Delhi records hottest April day in 5yrs; heatwave alert issued
The India Meteorological Department (IMD) has issued an orange alert for Delhi warning of severe heatwave conditions across the city on Sunday. The warning came after Delhi witnessed its hottest April day in five years on Saturday, with a temperature of 42.4 degrees Celsius, according to the IMD. Before this, Delhi's highest maximum temperature for April—43.2 degrees Celsius—was recorded on April 21, 2017.
- The meteorological department has issued a severe heatwave warning and urged people to exercise caution.
- Dehydration, fainting, heat cramps, exhaustion, and heat strokes can occur due to an extreme heatwave.
- As a result, it is strongly advised that everyone, especially the most susceptible categories of people—such as newborns, the elderly, and individuals with chronic illnesses—take extra precautions and minimize heat exposure.

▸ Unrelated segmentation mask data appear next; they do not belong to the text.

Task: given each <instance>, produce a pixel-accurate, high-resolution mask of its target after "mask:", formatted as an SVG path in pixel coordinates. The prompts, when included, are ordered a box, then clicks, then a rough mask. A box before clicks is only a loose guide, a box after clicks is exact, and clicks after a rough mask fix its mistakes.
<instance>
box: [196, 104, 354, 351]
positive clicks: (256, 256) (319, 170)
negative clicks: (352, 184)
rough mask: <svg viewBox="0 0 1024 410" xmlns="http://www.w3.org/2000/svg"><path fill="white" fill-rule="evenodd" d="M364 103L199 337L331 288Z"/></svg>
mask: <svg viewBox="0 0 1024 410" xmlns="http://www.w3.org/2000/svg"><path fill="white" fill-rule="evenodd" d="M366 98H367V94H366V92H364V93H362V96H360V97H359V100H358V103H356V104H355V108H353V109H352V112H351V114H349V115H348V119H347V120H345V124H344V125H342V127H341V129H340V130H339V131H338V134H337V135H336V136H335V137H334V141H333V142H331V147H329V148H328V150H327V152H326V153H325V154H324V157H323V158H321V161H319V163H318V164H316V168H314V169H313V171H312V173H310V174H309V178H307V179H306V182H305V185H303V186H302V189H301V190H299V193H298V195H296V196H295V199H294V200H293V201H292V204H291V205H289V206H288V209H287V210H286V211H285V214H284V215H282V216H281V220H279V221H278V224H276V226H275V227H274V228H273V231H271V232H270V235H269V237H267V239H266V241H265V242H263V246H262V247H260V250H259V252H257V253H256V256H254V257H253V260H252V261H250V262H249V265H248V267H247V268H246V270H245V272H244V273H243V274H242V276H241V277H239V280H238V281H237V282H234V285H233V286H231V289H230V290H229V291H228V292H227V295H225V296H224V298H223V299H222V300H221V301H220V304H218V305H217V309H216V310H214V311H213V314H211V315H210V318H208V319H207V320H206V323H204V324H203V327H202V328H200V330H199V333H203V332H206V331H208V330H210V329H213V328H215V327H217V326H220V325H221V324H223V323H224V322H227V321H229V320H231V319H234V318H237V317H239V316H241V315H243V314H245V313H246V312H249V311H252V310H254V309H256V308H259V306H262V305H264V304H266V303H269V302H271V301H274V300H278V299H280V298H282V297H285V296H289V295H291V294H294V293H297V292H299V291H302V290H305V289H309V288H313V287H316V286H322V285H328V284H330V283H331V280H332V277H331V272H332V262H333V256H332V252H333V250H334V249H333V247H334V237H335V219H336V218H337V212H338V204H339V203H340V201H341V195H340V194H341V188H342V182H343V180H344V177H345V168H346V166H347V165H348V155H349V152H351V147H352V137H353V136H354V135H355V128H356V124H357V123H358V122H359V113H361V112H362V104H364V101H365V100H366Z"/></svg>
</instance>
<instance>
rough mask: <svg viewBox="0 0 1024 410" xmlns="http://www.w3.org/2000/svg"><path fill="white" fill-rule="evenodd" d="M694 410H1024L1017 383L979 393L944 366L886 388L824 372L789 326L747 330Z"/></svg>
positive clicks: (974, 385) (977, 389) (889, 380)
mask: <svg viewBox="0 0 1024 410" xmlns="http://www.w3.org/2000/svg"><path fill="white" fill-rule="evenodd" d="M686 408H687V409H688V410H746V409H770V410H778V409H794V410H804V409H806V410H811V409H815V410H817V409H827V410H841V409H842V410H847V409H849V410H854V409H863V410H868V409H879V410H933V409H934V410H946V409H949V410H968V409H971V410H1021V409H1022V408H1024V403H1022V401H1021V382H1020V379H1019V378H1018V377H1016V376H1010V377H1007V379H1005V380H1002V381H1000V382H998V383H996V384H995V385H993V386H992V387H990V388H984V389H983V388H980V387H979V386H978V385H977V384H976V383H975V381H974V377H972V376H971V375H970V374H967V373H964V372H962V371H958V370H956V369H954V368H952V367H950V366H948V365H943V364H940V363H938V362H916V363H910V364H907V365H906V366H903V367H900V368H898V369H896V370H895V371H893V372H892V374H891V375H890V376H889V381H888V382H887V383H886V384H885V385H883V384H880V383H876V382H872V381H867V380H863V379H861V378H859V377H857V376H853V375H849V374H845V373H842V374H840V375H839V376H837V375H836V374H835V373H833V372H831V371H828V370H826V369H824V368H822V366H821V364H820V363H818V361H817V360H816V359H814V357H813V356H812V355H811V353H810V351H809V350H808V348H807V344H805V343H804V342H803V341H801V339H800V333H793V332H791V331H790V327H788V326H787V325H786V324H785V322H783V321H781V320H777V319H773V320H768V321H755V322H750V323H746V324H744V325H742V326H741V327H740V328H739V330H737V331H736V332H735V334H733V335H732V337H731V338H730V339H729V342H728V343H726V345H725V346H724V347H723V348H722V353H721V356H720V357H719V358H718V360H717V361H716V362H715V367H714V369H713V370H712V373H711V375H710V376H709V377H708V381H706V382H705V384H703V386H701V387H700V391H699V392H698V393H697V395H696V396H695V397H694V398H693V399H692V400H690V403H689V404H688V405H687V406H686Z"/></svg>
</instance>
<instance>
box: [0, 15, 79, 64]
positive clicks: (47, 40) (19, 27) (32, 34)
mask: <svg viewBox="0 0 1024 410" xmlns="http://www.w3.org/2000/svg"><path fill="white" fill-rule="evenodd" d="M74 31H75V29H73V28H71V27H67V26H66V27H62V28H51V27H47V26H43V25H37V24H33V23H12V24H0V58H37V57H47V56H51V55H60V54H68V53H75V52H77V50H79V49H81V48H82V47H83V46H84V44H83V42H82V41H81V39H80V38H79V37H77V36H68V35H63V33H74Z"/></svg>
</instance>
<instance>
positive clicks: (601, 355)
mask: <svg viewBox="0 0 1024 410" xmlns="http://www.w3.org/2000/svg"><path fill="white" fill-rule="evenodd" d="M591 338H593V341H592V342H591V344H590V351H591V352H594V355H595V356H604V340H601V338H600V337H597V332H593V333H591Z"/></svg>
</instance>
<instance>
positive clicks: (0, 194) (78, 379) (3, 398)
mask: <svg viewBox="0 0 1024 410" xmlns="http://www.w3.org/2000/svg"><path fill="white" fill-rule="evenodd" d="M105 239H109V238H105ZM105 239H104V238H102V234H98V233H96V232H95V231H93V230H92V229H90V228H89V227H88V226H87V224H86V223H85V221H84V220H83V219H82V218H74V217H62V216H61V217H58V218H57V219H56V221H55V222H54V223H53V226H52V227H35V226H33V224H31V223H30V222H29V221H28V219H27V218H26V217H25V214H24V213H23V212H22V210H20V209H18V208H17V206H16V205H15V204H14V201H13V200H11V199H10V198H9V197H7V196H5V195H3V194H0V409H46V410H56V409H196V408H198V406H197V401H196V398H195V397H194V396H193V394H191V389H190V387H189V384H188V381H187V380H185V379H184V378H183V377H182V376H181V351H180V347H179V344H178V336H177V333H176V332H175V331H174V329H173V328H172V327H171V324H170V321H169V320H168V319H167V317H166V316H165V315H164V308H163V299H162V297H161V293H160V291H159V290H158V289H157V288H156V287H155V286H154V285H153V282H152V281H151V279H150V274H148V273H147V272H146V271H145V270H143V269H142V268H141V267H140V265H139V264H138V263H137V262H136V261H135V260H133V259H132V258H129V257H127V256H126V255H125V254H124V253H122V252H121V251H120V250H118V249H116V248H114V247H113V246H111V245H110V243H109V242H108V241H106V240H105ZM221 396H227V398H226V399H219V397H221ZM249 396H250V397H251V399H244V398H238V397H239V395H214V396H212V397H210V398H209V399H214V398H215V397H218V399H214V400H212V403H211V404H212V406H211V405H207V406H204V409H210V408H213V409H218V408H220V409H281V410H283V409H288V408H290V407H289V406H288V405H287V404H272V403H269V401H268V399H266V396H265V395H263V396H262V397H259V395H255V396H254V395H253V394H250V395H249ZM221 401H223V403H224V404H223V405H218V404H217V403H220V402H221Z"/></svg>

To note, the highest-ever maximum temperature registered by Delhi for April was 45.6 degrees Celsius, which was recorded back on April 29, 1941. Issuing the warning, the IMD has also highlighted that on Saturday, the national capital witnessed such a high maximum temperature in the first half of the month for the first time in 72 years.
Earlier on Friday, the maximum temperature recorded at Delhi's base station—Safdarjung Observatory—stood at 41.6 degrees Celsius. Meanwhile, the neighboring Gurugram saw a maximum temperature of 44.5 degrees Celsius on Saturday—10 degrees above the average and quite close to Gurugram's all-time high maximum temperature of 44.8 degrees Celsius recorded on April 28, 1979. Haryana's Faridabad on Saturday witnessed a maximum temperature of 45.2 degrees Celsius.
Last week, the IMD had predicted above-normal maximum temperatures throughout the northwest and central India, as well as areas of the northeast, in April. According to IMD Director-General Mrutyunjay Mohapatra, normal to below-average maximum temperatures are predicted across the south peninsula, many sections of the eastern regions of the nation, and the neighboring territories of the northeast.
According to the Indian Meteorological Department, "color codes are used in weather warnings for bringing out the severity of the weather phenomena expected." The IMD uses a four color-coded system for issuing weather-related warnings. They include green (no action needed); yellow (watch and stay updated); orange (be prepared); and red (take action).
The IMD says colors are assigned to certain weather scenarios as per a five-day forecast method. A particular matrix is followed to analyze the probability of occurrence of an event and its impact. However, the assessment of the color codes for "impact-based warning" comprises several meteorological factors and geophysical factors, among others, "which may interact with each other to determine the impact and risk."